Without idempotency, manual replay is dangerous — the operator has to know whether the original succeeded or not before replaying, which is exactly the question they can't easily answer. With idempotency, replay is safe by construction. Click the button as many times as you want.

* * *

What about the security side?

A short note on verification because it interacts with idempotency. The idempotency key is in the headers, where it is vulnerable to tampering by anyone who can intercept the request. The fix is to verify the HMAC signature on the webhook before checking the idempotency key — see the OWASP guidance on cryptographic storage and constant-time comparison for the primitives. Signature verification confirms the sender is authentic; idempotency check then confirms the event is fresh.

The order matters. Checking the idempotency key first opens a denial-of-service path: an attacker who can guess or harvest valid keys can mark them as processed in your store, causing legitimate retries to be silently dropped. Verifying the signature first means only authentic deliveries ever touch the idempotency store.

* * *

When is idempotency overkill?

If the webhook's side effect is itself naturally idempotent — a database upsert by a stable external ID, a single-field update to a fixed value, a fire-and-forget metric increment — you do not need an extra layer. The database or downstream system already enforces it.

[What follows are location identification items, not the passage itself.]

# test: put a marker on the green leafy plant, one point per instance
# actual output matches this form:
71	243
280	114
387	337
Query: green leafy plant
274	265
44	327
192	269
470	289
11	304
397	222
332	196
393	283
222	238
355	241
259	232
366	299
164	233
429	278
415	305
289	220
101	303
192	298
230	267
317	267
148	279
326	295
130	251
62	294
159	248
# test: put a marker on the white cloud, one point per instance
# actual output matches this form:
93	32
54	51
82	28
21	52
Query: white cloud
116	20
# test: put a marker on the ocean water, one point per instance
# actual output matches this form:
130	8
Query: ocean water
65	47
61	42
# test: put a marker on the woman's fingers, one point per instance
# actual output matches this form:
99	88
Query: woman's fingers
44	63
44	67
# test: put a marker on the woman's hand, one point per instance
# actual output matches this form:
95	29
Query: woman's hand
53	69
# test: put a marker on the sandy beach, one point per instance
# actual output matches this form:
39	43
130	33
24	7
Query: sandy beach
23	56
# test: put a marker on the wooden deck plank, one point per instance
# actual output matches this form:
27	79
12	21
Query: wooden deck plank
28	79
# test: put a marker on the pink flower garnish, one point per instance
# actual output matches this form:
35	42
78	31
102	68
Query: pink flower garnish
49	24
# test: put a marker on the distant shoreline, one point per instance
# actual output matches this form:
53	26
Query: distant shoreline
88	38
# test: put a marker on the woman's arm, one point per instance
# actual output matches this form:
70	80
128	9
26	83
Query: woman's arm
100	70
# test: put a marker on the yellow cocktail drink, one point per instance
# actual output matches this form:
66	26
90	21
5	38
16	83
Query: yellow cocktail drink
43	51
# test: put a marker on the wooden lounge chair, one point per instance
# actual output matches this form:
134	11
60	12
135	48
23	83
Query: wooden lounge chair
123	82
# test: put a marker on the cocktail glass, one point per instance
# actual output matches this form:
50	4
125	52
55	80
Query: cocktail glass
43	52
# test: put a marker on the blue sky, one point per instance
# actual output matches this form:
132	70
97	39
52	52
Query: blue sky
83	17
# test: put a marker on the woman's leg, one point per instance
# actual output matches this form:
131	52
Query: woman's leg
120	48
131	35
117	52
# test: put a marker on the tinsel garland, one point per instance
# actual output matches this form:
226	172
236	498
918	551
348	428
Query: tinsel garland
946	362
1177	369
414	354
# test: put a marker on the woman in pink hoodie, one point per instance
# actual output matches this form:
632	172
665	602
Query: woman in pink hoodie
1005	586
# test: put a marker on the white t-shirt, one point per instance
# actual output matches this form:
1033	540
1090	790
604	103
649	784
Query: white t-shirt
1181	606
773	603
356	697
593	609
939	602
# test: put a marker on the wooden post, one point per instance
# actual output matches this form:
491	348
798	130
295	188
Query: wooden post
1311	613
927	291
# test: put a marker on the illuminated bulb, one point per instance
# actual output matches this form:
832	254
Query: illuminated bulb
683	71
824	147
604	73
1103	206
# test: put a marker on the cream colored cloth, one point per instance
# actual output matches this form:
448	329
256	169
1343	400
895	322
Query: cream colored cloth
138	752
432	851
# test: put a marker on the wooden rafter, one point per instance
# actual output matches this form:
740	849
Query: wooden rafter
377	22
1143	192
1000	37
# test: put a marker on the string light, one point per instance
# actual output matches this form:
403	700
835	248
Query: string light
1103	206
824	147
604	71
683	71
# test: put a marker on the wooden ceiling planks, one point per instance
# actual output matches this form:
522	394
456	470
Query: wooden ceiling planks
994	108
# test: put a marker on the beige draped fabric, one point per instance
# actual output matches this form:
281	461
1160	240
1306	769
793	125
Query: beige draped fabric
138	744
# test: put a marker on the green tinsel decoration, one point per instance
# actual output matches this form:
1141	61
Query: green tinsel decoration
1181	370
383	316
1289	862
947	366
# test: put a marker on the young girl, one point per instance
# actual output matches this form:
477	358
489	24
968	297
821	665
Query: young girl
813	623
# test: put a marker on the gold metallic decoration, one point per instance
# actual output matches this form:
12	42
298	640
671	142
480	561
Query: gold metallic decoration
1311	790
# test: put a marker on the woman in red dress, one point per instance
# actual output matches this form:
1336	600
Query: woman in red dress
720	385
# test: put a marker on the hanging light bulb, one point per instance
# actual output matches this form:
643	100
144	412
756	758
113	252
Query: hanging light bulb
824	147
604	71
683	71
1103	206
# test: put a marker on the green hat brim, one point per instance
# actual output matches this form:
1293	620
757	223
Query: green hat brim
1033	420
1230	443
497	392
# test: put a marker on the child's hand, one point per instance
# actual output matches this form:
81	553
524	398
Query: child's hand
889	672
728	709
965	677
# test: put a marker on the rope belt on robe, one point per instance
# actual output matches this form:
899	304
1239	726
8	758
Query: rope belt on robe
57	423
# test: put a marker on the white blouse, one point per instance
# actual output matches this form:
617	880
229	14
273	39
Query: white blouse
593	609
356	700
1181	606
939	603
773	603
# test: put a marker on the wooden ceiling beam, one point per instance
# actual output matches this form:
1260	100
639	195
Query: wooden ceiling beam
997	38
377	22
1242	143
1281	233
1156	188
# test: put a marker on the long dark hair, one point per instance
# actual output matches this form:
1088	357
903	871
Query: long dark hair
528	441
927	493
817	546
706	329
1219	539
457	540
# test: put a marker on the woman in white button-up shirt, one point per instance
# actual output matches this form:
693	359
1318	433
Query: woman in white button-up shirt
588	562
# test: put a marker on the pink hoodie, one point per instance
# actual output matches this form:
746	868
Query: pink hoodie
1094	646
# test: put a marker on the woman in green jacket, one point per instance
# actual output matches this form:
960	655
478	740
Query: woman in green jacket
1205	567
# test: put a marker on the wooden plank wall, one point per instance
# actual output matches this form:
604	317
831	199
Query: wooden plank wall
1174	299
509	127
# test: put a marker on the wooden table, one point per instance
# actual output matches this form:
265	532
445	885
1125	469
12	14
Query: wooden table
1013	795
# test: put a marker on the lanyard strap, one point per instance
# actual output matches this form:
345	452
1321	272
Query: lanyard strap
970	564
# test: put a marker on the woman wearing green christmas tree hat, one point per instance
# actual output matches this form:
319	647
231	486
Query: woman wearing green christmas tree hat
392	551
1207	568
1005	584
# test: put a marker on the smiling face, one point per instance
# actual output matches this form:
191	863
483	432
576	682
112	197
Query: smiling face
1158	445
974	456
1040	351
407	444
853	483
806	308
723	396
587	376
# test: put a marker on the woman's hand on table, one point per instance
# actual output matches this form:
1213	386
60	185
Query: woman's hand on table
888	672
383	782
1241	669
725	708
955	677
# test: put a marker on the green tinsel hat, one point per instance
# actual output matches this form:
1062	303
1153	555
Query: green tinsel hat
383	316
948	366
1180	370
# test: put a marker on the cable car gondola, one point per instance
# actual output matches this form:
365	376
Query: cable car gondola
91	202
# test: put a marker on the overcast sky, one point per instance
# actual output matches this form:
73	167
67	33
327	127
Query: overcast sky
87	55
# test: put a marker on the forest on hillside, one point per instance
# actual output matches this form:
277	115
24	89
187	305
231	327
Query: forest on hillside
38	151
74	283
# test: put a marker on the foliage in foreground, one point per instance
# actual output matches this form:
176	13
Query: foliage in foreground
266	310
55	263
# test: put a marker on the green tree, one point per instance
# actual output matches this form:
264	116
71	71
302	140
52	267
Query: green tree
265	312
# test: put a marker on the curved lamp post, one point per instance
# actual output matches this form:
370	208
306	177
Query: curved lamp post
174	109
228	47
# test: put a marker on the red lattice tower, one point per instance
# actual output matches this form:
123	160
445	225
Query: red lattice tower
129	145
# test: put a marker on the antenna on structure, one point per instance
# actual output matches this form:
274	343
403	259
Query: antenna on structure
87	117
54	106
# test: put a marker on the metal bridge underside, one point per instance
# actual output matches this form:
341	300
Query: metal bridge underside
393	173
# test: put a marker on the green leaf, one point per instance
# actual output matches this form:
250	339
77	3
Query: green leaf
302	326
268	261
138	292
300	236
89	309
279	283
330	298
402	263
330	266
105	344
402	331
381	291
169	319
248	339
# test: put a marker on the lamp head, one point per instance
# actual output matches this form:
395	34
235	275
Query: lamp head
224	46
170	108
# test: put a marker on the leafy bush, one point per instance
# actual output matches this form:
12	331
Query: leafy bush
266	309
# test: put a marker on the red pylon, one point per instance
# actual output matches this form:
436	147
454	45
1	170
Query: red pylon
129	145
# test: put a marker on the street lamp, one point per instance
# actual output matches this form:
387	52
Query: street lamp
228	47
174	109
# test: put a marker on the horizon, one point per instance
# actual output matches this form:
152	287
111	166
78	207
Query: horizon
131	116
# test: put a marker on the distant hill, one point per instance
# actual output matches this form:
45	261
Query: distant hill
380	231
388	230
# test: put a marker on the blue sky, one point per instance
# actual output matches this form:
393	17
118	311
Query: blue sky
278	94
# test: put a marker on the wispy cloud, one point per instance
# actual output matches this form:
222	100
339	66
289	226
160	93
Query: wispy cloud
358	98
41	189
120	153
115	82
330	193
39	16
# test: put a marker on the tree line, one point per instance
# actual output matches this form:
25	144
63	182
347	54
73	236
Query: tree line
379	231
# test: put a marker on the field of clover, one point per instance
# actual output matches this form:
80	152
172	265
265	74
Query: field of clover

The cases where idempotency is mandatory: any webhook that creates new records, sends external communications, touches money, or fans out to non-idempotent downstreams. Most consumers fall in this second category. In our experience, the cost of adding the layer once is small enough that it is worth doing regardless.

* * *

Related from this desk

• Webhook retry strategies: exponential backoff explained — the sender side of the contract, and why the consumer's idempotency window has to outlive the retry schedule.
• Why webhook deliveries fail and how to replay them safely — the five failure modes that account for almost every dropped delivery, and how to make manual replay safe.
• Verify HMAC webhook signatures in Node, PHP, and Python — constant-time signature checks in three runtimes, and the four bugs that get past code review.
• Form submission automations: routing, enrichment, follow-up — once delivery is reliable, the next question is what runs on the consumer side.
• Stripe + Formspring integration (waitlist) — Stripe is the canonical idempotency-key example; the integration page documents how a submission ID becomes a Stripe Idempotency-Key so duplicate deliveries cannot create duplicate Customers or charges.
• Webhook configuration reference: /docs/webhooks/overview and the form backend overview for setting endpoints, secrets, and signing.

* * *

The minimum viable idempotency

If you take nothing else from this:

• The sender must include a stable, per-logical-event ID in a header.
• The consumer must check that ID against a store before doing any side effect.
• The check and the side effect must be atomic.
• The store entry must outlive the sender's retry policy.
• Verify the signature before the idempotency check.

Those five rules turn webhook duplicates from a recurring incident into a non-event. The infrastructure cost is small. The Friday-afternoon cleanup that you don't have to do is large.